If you’re still under the delusion that the climate-change movement is not an anti-human, Malthusian religion whose tenets include that far fewer people on the Earth would be a good thing, consider a recent article in Good Housekeeping magazine entitled “The Biggest Thing Holding Me Back From Having Kids Is Climate Change.”
Written by Good Housekeeping senior editor Lizz Schumer, the article touches on Schumer’s and her husband’s anxiety about having children in what she termed “our rapidly warming planet.”
According to Schumer, after marriage, having children was once a foregone conclusion in her mind, even discussing how her husband purchased books about deciding when to have children. Like most young couples, having children just seemed a normal part of life — not a necessity, perhaps, but, certainly, something that most people did: create a family of their own.
Schumer explained, “When the decision felt mostly theoretical, I looked at kids the same way I did any other milestone: just another box I was expected to check along the path toward adulthood. But once it became a real possibility, I began to take stock of my place in the world and my responsibility to it.”
But the never-ending, ongoing, ubiquitous climate propaganda that we are all exposed to began to gnaw at the author and, supposedly, her husband as well.
“As we discussed having kids, Nick and I looked around at our overcrowded world and didn’t see a compelling argument to add to the population,” Schumer wrote.
Certainly, there are places on Earth that can be considered “overcrowded” — urban India; Mexico City; and Dhaka, Bangladesh, spring to mind. But is the world itself actually overcrowded? It’s one of those eye-of-the-beholder things, although the climate propagandists declare it a fact.
The article goes on to discuss climate anxiety — a malady that Psychology Today calls “an understandable reaction to one’s growing awareness of climate change and the global problems that result from damage to the ecosystem.”
It’s only “understandable” if one falls victim to the hype surrounding the issue.
Schumer discusses her own climate anxiety in vivid terms.
“For me, it’s a gathering dread as hurricane season grows longer and more intense, a pit of despair in my gut that yawns wider with every second the doomsday clock ticks down and a sense of foreboding that tells me bringing a child into this world would doom them to an existence that looks more like Mad Max: Fury Road than Sesame Street,” she writes.
“To us, it felt cruel to subject a child to what feels like a worsening world,” Schumer concluded.
Schumer’s fears are not due to reality. They are a product of believing climate propaganda. Hurricane seasons have not become longer or more intense.

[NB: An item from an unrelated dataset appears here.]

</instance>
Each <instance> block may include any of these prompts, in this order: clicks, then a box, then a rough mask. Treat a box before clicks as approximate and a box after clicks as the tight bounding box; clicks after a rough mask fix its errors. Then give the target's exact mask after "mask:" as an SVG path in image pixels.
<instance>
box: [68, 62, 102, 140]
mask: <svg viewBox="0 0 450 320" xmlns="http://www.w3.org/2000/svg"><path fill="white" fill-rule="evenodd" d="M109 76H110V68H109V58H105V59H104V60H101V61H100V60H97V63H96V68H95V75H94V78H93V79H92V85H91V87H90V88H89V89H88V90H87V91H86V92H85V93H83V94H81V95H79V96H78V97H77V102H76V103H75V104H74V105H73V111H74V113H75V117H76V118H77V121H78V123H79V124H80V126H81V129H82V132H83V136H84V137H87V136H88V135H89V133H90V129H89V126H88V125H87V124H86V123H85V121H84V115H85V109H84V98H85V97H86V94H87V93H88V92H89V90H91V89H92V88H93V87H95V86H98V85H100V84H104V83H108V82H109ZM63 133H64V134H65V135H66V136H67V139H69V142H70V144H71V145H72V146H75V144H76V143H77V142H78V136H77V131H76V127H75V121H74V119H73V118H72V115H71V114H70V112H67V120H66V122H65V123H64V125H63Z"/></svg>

And the Doomsday Clock is nothing but the opinion of a fringe group of scientists struggling to maintain relevance in a post-Cold War world.
Good Housekeeping was once an American institution — seen in homes, doctors’ offices, and pretty much anywhere with a waiting room. It was a reliable source for household tips, recipes, and information on the latest diet fads. With this offering from Lizz Schumer, it has become yet another source of climate propaganda.
Articles such as this are especially troubling since we know that Schumer is not alone in her fear that mankind is destroying the climate. Swedish schoolgirl Greta Thunberg has created her own cottage industry based on climate anxiety. Hollywood’s Leonardo DiCaprio makes ham-fisted metaphorical movies about it. Failed presidential candidate Al Gore has even won a Nobel Prize for his own contribution to the lie of impending climate disaster.
The fear of man-made climate change is pervasive and is preached from every public-school science class and every mainstream news source. It’s impossible to get away from it unless you do your own research and come to the realization that the climate change emperor has no clothes.
Schumer’s doubts about procreating are exactly what the climatistas are hoping for — a world full of anxious young people, ready to give up nearly every freedom, even having their own children, in exchange for a clean, livable planet where everyone’s needs can be met and everyone can be happy.
The sad thing for young people such as Schumer and her husband is that such a world will never exist whether they have children or not.